PythonCHB · February 20, 2023, 8:21am

I"m not sure that’s that much of a problem – conda-forge uses PyPi as the source for most Python packages – it’s nice to have one place to do it.

The lack of curation is unfortunate, though – there’s a lot of “cruft” on PyPi. Maybe at some point it will make sense to have a more curated PyPi – and the free-for-all version could remain as a place to publish stuff to the world to find – and other package mangers to use – but not the default place for, e.g. pip to search for stuff to install.

I think yes – what we have now isn’t too bad – a package author can decide to submit a recipe to conda-forge is they want, or anyone else can do it. It would be nice if that process was more streamlined, but the main reason it isn’t isn’t technical (as others have noted, with grayskull, the process can be pretty easy) – it’s the curation that takes time. But the curation is worth a lot, too. And of course, the curation is a conda-forge policy – anyone’s free to make their own channel without curation if they want.

BrenBarn · February 20, 2023, 7:53pm

Yes, that is exactly the problem, and I think “at some point” is now (or rather, several years ago). This issue was also mentioned in the background discussion on the pypackaging-native website. It’s fine to have a free-for-all repository where people can upload random stuff; it’s also fine to have a place where packagers can go to get source to redistribute it as part of some collection. I don’t think it’s at all a good idea to have that be the same repository that is searched when someone takes the standard built-in package-installing tool and says “install this package for me”.

Whether that amounts to “curation” is a judgement call. I think there is a certain minimal level of curation without which any repository will become effectively useless (if, for instance, no action is taken to remove malicious packages). It’s just a matter of deciding what level is going to be required for the repository referenced by the default package installer that comes with Python.

PythonCHB · February 20, 2023, 8:06pm

I agree – I was trying to be polite

Well, there is an infinite number of levels of “curation” possible, it’s hard to draw a line – but anything other than “anyone can upload anything at anytime” is a good start.

I don’t know how carefully conda-forge’s curation policies are spelled out, but it’s pretty much focused on “this package should work well with the conda-forge ecosystem”, without any judgement as to whether its a good or useful package.

As for malicious code – I don’t think there’s any careful screening for that, either – that’s a hard one, but at least it gets human eyes on it, so obvious stuff will get caught.

pf_moore · February 20, 2023, 8:20pm

If someone were to build such a “more curated PyPI”, and it was a success, then it would definitely make sense for pip to use it as a default (assuming organisational questions such as ownership and governance could be sorted out). But it’s not going to happen if we simply hope that the existing two^[1] PyPI maintainers will somehow gain the bandwidth to do this.

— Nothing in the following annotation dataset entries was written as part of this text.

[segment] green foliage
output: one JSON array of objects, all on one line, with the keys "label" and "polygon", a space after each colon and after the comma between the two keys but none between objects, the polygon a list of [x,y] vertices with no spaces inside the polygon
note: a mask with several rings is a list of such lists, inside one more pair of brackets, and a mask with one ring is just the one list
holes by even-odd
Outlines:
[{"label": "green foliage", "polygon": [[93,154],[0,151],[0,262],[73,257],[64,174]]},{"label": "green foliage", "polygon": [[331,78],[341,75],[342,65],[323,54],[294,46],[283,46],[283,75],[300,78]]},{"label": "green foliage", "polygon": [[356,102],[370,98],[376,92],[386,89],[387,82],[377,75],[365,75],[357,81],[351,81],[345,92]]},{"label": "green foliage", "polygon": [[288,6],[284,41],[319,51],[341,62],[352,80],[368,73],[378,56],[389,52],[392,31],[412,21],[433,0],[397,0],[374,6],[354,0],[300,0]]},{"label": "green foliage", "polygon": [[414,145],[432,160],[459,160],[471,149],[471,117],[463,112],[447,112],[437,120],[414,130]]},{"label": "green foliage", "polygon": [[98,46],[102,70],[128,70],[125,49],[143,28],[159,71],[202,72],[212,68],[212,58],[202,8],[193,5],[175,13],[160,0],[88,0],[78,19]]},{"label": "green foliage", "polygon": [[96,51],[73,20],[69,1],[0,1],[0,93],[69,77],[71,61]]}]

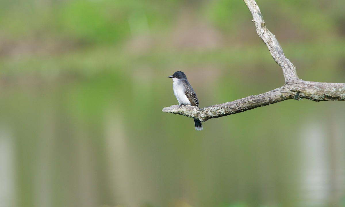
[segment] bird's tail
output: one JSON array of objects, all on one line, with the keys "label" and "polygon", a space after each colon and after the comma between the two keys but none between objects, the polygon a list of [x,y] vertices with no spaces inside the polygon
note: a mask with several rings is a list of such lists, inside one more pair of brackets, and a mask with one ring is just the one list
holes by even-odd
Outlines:
[{"label": "bird's tail", "polygon": [[195,130],[200,131],[203,130],[203,125],[201,124],[201,121],[198,119],[194,119],[194,124],[195,124]]}]

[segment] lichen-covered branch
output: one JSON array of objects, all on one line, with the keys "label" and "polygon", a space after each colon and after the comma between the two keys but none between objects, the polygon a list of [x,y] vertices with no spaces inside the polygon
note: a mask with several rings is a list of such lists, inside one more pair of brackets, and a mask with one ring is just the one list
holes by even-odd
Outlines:
[{"label": "lichen-covered branch", "polygon": [[163,109],[164,112],[180,114],[203,122],[252,109],[288,99],[306,99],[316,101],[345,100],[345,83],[321,83],[298,80],[264,93],[203,108],[178,105]]},{"label": "lichen-covered branch", "polygon": [[239,113],[288,99],[306,99],[315,101],[345,100],[345,83],[323,83],[299,79],[295,66],[285,57],[275,36],[266,28],[256,2],[254,0],[243,0],[253,15],[258,34],[267,46],[273,59],[283,69],[285,84],[264,93],[202,109],[190,106],[179,108],[178,105],[175,105],[163,108],[163,111],[180,114],[204,122],[210,119]]},{"label": "lichen-covered branch", "polygon": [[253,16],[256,32],[259,37],[267,46],[273,59],[283,69],[285,82],[298,79],[296,68],[288,59],[285,57],[276,36],[269,31],[265,24],[260,9],[254,0],[243,0]]}]

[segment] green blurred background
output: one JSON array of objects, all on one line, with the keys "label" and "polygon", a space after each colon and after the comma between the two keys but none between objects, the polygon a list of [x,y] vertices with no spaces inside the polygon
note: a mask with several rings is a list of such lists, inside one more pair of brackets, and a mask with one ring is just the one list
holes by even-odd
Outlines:
[{"label": "green blurred background", "polygon": [[[345,82],[345,1],[258,0],[300,78]],[[345,206],[345,102],[165,113],[284,84],[239,0],[1,0],[0,206]]]}]

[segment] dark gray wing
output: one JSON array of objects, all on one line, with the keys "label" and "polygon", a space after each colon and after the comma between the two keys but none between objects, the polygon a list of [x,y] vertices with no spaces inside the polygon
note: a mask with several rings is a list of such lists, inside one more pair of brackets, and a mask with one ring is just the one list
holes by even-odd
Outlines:
[{"label": "dark gray wing", "polygon": [[192,106],[199,107],[199,101],[198,100],[198,98],[196,97],[196,94],[193,90],[193,88],[187,81],[182,80],[181,81],[184,85],[184,88],[186,89],[185,94],[191,103]]}]

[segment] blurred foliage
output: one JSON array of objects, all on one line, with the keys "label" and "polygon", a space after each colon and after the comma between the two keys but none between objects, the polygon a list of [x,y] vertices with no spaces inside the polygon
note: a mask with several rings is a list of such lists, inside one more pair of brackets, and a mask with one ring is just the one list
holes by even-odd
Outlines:
[{"label": "blurred foliage", "polygon": [[[345,82],[345,2],[257,3],[300,78]],[[201,107],[284,84],[252,20],[241,1],[0,1],[0,138],[14,146],[13,206],[341,205],[343,188],[329,181],[338,197],[319,200],[298,178],[301,140],[319,123],[327,178],[342,171],[332,153],[343,148],[332,147],[344,139],[343,103],[286,101],[199,133],[161,111],[177,103],[166,78],[177,70]]]}]

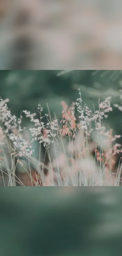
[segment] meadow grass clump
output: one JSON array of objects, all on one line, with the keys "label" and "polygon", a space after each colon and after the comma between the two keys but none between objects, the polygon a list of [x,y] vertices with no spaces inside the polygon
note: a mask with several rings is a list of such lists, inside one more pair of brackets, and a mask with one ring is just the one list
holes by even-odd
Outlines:
[{"label": "meadow grass clump", "polygon": [[[48,114],[43,114],[38,104],[39,118],[35,113],[23,110],[31,124],[28,130],[22,127],[22,112],[19,118],[12,116],[7,107],[8,99],[1,99],[1,186],[121,186],[122,150],[116,142],[121,136],[114,135],[112,129],[107,130],[102,123],[112,111],[110,97],[99,100],[98,109],[94,107],[92,112],[83,105],[80,89],[79,95],[70,107],[61,103],[60,122],[55,115],[52,118],[48,105]],[[34,157],[35,142],[39,144],[38,159]]]}]

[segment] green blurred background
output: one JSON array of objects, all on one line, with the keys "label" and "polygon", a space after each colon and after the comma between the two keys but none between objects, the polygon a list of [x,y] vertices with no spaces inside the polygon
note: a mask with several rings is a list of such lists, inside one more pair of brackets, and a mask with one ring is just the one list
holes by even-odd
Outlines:
[{"label": "green blurred background", "polygon": [[[83,103],[93,110],[98,107],[99,97],[101,100],[109,96],[112,103],[119,102],[119,90],[122,87],[121,70],[0,70],[0,96],[8,98],[8,105],[13,114],[19,117],[23,110],[34,113],[41,103],[44,112],[48,112],[48,103],[51,115],[54,112],[61,117],[60,102],[69,105],[78,97],[80,87]],[[117,134],[122,134],[121,112],[114,108],[109,115],[108,124]],[[23,125],[28,120],[24,116]]]}]

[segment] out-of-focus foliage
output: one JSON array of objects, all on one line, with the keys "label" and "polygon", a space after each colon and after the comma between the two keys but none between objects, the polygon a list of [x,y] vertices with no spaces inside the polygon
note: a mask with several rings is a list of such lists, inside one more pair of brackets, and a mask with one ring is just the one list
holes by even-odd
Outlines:
[{"label": "out-of-focus foliage", "polygon": [[121,255],[119,188],[35,189],[1,188],[2,255]]},{"label": "out-of-focus foliage", "polygon": [[[9,99],[8,106],[18,117],[23,110],[35,112],[39,103],[47,112],[48,103],[51,115],[54,112],[59,119],[61,101],[70,105],[77,97],[79,88],[83,103],[92,109],[93,103],[97,107],[99,97],[102,100],[111,96],[113,103],[119,100],[121,70],[73,70],[65,73],[63,74],[62,70],[1,70],[0,96]],[[121,114],[114,108],[108,119],[117,134],[121,134]]]},{"label": "out-of-focus foliage", "polygon": [[121,69],[120,0],[1,0],[1,69]]}]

I think it’s two - I might be over-estimating. And no, I’m not joking. ↩︎

BrenBarn · February 20, 2023, 9:11pm

But they did, and it is, and it’s called conda-forge. That’s the observation that spurred this whole line of discussion.

pf_moore · February 20, 2023, 9:38pm

OK. You said “the same repository that is searched when someone takes the standard built-in package-installing tool” and I assumed you were talking about pip, rather than just reiterating your position (that you’ve already made very clear) that you think everyone should switch to conda.